O Rock Como Ele é

Um para o outro

Quando ele apareceu com um velho vinil de “Pump” debaixo do braço, e ela com o mp3 da nova do Friendly Fires, não teve mais jeito.

Gostava de entender o que estava sendo dito nas letras daquelas músicas. Mesmo com as dificuldades financeiras da família, desde cedo foi matriculada em cursinhos de inglês que lhe garantiam conhecimento do conteúdo que era escrito por aqueles cabeludos desvairados. Era fã de hard rock. Desde que conheceu o Guns N’Roses se sentiu impulsionada às raízes do estilo, que incluíam bandas como o Deep Purple e por vezes se confundiam com o que se convencionou chamar de classic rock. Com o advento da internet, caçava músicas e baixava para ouvir em seguida, mas sempre com uma janela aberta numa dessas páginas só de letras de músicas.

Se interessava pelas bandas mais recentes e obscuras desde cedo. Primeiro, era lendo as críticas assinadas pelos jornalistas que se preocupavam tanto em mostrar as novas tendências, que não formavam um apanhado de bandas para chamar de suas preferidas. Depois, caçando no mundo virtual aquilo que estaria fazendo a cabeça do primeiro mundo, antes que a novidade aportasse por aqui. A lógica era que, para mostrar uma nova sensação, vinda lá dos cafundós de Londres, era preciso descartar outra. Vivia tão intensamente essa máxima que, por vezes, surpreendia os familiares ao mudar sua indumentária como se fosse a última, a definitiva. Parecia um astro pop às avessas.

Não entendia bem o que aquelas pessoas chamavam de indie, mas, certamente, não gostava nada daquilo. Eram músicas muito sérias, tristes até, que, em vez de celebrar a festa proposta pelo rock’n’roll, falavam de desapego e de uma vida difícil. Era como se estar numa banda de rock fosse o equivalente a um emprego burocrático. Para ela, acostuma à celebração do rock proposta pelo festivo hard rock, aquilo não só não fazia o menor sentido como era de um elam absolutamente incompreensível. Nessa fase da vida, em que uma injeção de hormônios começa a mudar tudo, era preciso eleger rivais, e ela já tinha os dela.

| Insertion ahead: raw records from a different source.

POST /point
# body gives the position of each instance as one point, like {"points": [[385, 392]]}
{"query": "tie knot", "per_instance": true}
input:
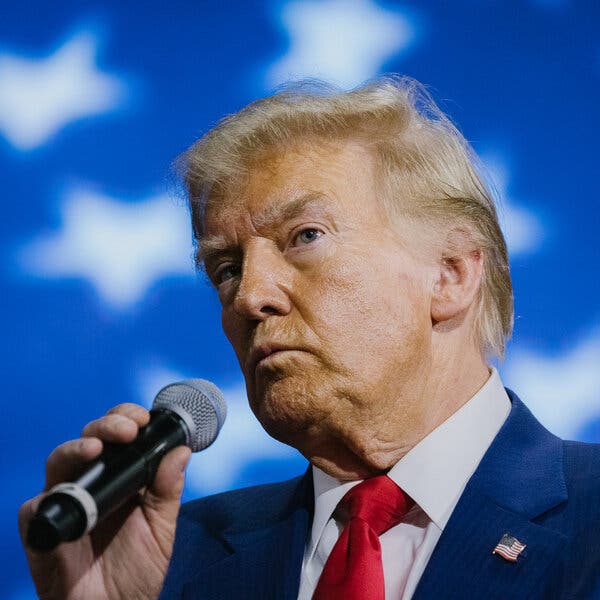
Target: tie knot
{"points": [[378, 501]]}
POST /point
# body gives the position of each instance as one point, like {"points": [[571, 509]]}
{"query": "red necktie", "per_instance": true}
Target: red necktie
{"points": [[354, 570]]}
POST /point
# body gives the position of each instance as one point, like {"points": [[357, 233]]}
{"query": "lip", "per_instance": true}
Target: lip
{"points": [[262, 351]]}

Às vezes, negava o rock. Nessa maratona de buscar sempre a nova banda da última semana, por vezes se pegava distanciado do gênero que, por tradição, atrai a juventude em todas as épocas e lugares. Até bossa nova e outros ritmos brasileiros vinham frequentando mais seus fones de ouvido do que o rock propriamente dito. Para ele, existia, no mínimo, dois tipos de rock. Aquele que ele buscava incessantemente, dia após dia, para depois substituir, e o outro, atrasado, cheio de cabeludos bobões e groupies desagradáveis que ele supunha não ter cérebro. Na sua vocação obsessiva pelo novo, passou a detestar o hard rock.

Nos intervalos das aulas, sem saber o porquê, puxava assunto com o rapaz que usava uma surrada camiseta do Belle And Sebastian. Não conseguia entender como dava ouvidos àquela moça que, lindíssima, usava uma camiseta do Skid Row, nova, mas recortada para dar a impressão de que fosse velha. Ouvia pacientemente os desejos dele em buscar a novidade. Aturava a moça perfumada cantando os refrões do hard rock que aprendera nas páginas só de letras de músicas. Trocavam palavras duras, como forma de sutil provocação de adolescente, mas logo tudo mudou. Quando ele apareceu com um velho vinil de “Pump” debaixo do braço, e ela com o mp3 da nova do Friendly Fires, não teve mais jeito. Era a máxima de “Eduardo e Mônica” acontecendo de novo.